A Bit More Perl
Volume Number: 18 (2002)
Issue Number: 9
Column Tag: Section 7
A Bit More Perl
control flow, data structure, resources...
by Rich Morin
As promised last month, this column will go a bit deeper into Perl, looking at its data structures and control flow operators, closing out with a discussion of Perl resources.
Perl only has a few data types, but their versatility allows them to serve in a large number of roles. In several years of Perl programming, I've never found myself reaching for a data type (or anything else, really :-) that Perl didn't have.
Scalars
The "scalar" is Perl's basic data element. A scalar can be an integer, a floating-point number, a text string (usually ASCII, but other encodings are allowed), or a "reference" to some other type of entity. With a bit of work, scalars can be mapped onto bit strings or even used to represent sets of alternative quantum states. As Perl's slogan says: There's More Than One Way To Do It.

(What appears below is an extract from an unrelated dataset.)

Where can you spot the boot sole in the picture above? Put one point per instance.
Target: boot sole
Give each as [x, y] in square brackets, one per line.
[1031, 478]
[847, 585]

Because strings are "first-class citizens" in Perl, they are used in most situations where a C programmer might use an array of characters. In fact, if I see an array of characters being used in a Perl program, my first assumption is that a C programmer has been unable or unwilling to learn about Perl's string manipulation facilities! Here are some examples of Perl scalars:
% cat x0
#!/usr/bin/env perl
$num_1 = 123;
$num_2 = 123.45;
$n1_r1 = \$num_1;
$n1_r2 = "num_1";
printf("num_1=%d, num_2=%f\n", $num_1, $num_2);
printf("n1_r1=%d, n1_r2=%f\n", $$n1_r1, $$n1_r2);
$str_1 = '123';
$str_2 = "The value of \$num_1 is $num_1.";
print "The value of \$str_1 is |$str_2|.\n";
% x0
num_1=123, num_2=123.450000
n1_r1=123, n1_r2=123.000000
The value of $str_1 is |The value of $num_1 is 123.|.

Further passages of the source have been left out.